Time is rapidly running out for the reigning Constructors’ Champions to claim their first victory of the season, with only five opportunities remaining in 2022.
It’s ridiculous to think that the team who have won the last eight Constructors’ Championships haven’t stepped foot on the top step of the podium this year; however, that is the exact situation Mercedes find themselves in.
With the team set to relinquish their title to Red Bull, the Germans are simply targeting a win, something they’ve achieved every season since 2012.
Failure to win one of the remaining five races of the year would further cement how shocking 2022 has been for the Silver Arrows, who have been relentless winners since the birth of the hybrid era.
In all honesty, the team have come close to victory just once this year, at the Dutch Grand Prix.
If it wasn’t for a Virtual Safety Car to recover Yuki Tsunoda’s stricken AlphaTauri, then the Germans might have just claimed a famous victory at the home of Max Verstappen.
Alas, it wasn’t to be, with a strategic error at the following Safety Car for Valtteri Bottas ending any hopes of victory.
Prior to the VSC, Hamilton and Russell were set to jump Verstappen, who needed to make a further pit-stop.
The VSC allowed the Dutchman to pit and maintain his lead, much to Mercedes’ dissatisfaction.
Bizarrely, the Silver Arrows opted not to pit both drivers at the following SC, which saw the pair running first and second momentarily on old tyres, as Verstappen pitted again for fresher rubber.
It was evident that Verstappen would be faster than the two W13s; however, it was at least two against one.
Instead of protecting Hamilton in first, Russell requested to be put onto new tyres, which dropped him behind Verstappen and left the seven-time World Champion exposed.
At the restart, Hamilton was overtaken by Verstappen with ease, with Russell then going past his team-mate a lap later.

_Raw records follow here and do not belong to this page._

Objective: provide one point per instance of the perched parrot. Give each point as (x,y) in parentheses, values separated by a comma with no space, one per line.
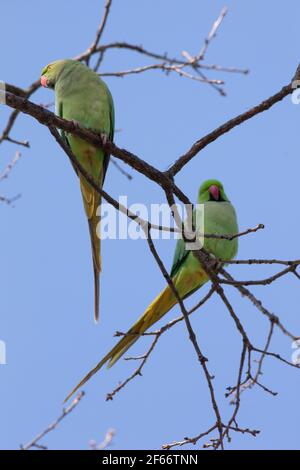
(81,96)
(187,273)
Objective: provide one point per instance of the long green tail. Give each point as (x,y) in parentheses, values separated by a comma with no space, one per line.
(156,310)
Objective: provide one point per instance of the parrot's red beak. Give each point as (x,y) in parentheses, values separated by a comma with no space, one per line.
(44,81)
(215,192)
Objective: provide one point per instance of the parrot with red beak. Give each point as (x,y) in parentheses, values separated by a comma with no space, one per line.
(187,272)
(81,96)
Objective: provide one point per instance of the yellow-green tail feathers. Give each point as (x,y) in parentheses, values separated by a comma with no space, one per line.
(156,310)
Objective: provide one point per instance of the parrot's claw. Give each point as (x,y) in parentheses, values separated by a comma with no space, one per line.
(104,138)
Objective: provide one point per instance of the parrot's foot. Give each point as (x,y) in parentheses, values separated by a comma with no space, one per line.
(104,138)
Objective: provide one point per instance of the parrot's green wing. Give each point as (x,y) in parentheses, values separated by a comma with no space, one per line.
(81,96)
(180,256)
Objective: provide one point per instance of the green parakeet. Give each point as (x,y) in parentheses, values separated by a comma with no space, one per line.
(187,273)
(81,96)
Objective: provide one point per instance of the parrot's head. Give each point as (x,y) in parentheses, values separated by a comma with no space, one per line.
(51,72)
(212,190)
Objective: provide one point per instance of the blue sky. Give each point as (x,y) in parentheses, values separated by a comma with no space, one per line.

However, the pair almost made contact down the start/finish straight due to the sheer difference in speed between the two, something which Wolff admitted “could have gone wrong”.
The Mercedes boss revealed that he felt personally like the duo came a “little but too close”, something he has plenty of experience with during Hamilton’s spell alongside Nico Rosberg.
Wolff explained that there is “respect” between his two current drivers, and that Hamilton is somewhat of a “mentor” to his younger team-mate.
“They need to find their relationship on track because they haven’t had close racing between themselves,” he told Channel 4.
“I said [to them] after Zandvoort that, for my feeling, it was a little bit too close. It could have gone wrong, but they know. They are experts.
“How I would describe the relationship is with respect – the respect of the rookie that acknowledges his team-mate is the greatest driver of all time, with Michael [Schumacher]. And the respect of Lewis, who sees himself, in a way [in George], in terms of talent and age, growing up.
“As weird as it sounds because your team-mate is your first enemy, Lewis mentors George in a way, and George accepts that role of a young lion, whilst both of them still have the ambition to beat a team-mate, and win races and championships. That dynamic works very well together.”
The recent Singapore Grand Prix was another disappointing weekend for Mercedes, with Russell finishing P14 (last) and Hamilton ending the race in ninth.
Hamilton was in the fight for third, before locking-up and crashing into the barrier on the exit of Turn Seven.
The poor result saw the team fall to 69 points behind Ferrari in the battle for second in the Constructors’ Championship, with just five races remaining.
Prior to Singapore, Hamilton was asked about his season, which is on track to be the worst of his Formula 1 career.
The Brit has previously never finished lower than fifth in the Drivers’ Standings, he currently sits sixth.
He’s also yet to claim a victory, something he’s done in every year of F1 he’s competed in since 2007.
Despite the poor season, Hamilton refuses to believe that 2022 has been a “dry spell” but has instead been a “year of growth”.
“I do not look at it as a dry spell,” Hamilton said before the Singapore GP.
“I feel this year has been a year of growth. It has been a good experience for all.
“There are six races [left] so there are six opportunities and we will try to get a win, but if we do not, I do not think it is the end of the world. [It has been] one of the toughest seasons of my career. We just need to understand the car. Our goal is a second placing. Hopefully, in the next six races, we will do well.”